Demek ki, rektör seçimi de akademik personel belirleme yöntemi de salt seçimle ya da iktidar müdahalesiyle üstesinden gelinecek bir sorun değilmiş.
Sapla samanı birbirine karıştırmadan, sizden ya da bizden ayrımı yapmadan, özerkliği bilimsel çerçevede düşünerek, atamaları ise liyakat ve ona ek olarak güvenlikçi bir yaklaşımla düşünmek gerekiyor.

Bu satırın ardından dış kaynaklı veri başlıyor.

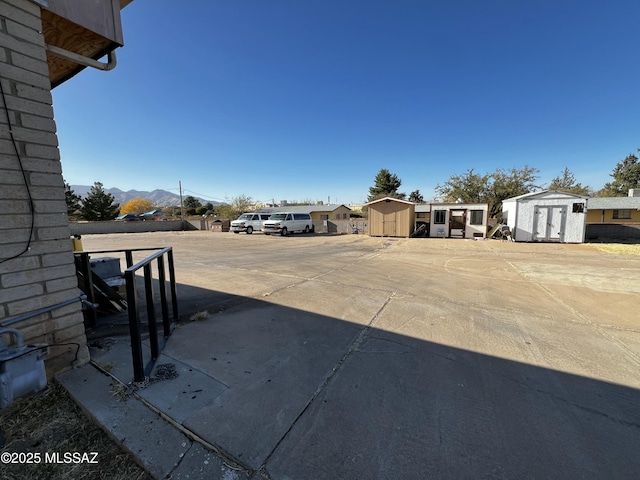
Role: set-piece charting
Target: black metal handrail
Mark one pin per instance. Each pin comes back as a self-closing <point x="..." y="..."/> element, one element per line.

Üniversiteleri siyasi iktidarların arka bahçesi yapmayalım ancak liyakatin yanına da yurt ve ulus sevgisiyle güvenli kadroları monte edelim. Aksi halde üniversiteler kanı bozukların at, eşek ahırına çevirdiği, bilimsellikten uzak birer yapı olmanın ötesine geçemez.
Bu manada Melih Bulu’nun AKP’li geçmişine de fazla takılmadan, ona kendisini ispat edecek bir şans tanınması gerektiğine inanıyorum.
Bulu’nun ilk yapacağı şey üniversitenin bilimsel özerkliğini devam ettirmesi, bilimi siyasal iktidarın sığlığına göre biçimlemekten uzak durması, liyakatli kadrolarla hakça yönetme istem ve arzusu olmalıdır.
Boğaziçi’nde öğrencilerin arasına sızan bindirilmiş kıtaların varlığı bir gerçek, bu mihverde meseleyi salt demokratik hak ve özgürlüklerin sağladığı protesto hakkının ötesinde bir örgütlenme gayretini de çıplak gözle dahi tespit etmek mümkün.
Geçmişte olduğu gibi söz konusu üniversiteye PKK sevicisi, orta yolcu, zevahiri kurtarma derdinde olan, ettiye, sütlüye karışmadan herkese ve her kesime mavi boncuk dağıtan bir rektör atansaydı bu olaylar olur muydu diye de düşünmüyor değilim.
Zira “Katil polis’ sloganları, rektör ataması yol ve yöntemleriyle doğrudan ilintili bir tepkiyi içermiyor.
Cumhuriyet Devletinin milli ordusuyla birlikte en önemli kurul olan Polis Teşkilatını yıpratmaya ve itibarsızlaştırmaya yönelik bu tür eylemler ve sloganlar masum öğrenci eylemleriyle karşılık bulamaz.
Büyük Atatürk’ün işaret ettiği gibi ‘polis, bir anne kadar şefkatli, bir hukuk adamı kadar hukukçu, bir asker kadar disiplinli olmalıdır” noktasında polis rejimin, cumhuriyetin ve milletiyle birlikte milli birliğin teminatı olmaya devam edecektir.,
Polis, bünyesinden husul geldiği milletinin mal, can ve namus güvenliğin koruyucusu ve kollayıcısı olarak, hukukun temini yolundaki ilk basamaktır.
Dünyada polisi ve askeri olmayan hiçbir devlet yoktur. Devletin varlığı, milletin varlığıyla taçlandırılmış. Yurt ve ulus ise eşyanın tabiatı gereği kendi milli ordusuyla, polis teşkilatı oluşturmuştur.
Hiçbir rejim ve devlet biçimi bu iki temel unsuru cımbızlayarak halkı birbirinin merhametine terk edemez.
“Üniversiteler bizimdir”’ sloganlarının derinliğini deşifre ettiğimizde, biz diyenlerin kim olduğunu önemsiyorum. Çünkü üniversiteler kimsenin değildir. Üniversiteler hak edenlerle, orada olması gerekenlerin ve ilim meşalesini yakmak isteyen realistlerin, rasyonalitesinindir.
Üniversiteler siyasal iktidarların, ya da kökü dışarda yıkıcı ve yağmacı örgütlerin olmadığı gibi, Türk Polisi de katil değildir. Nokta.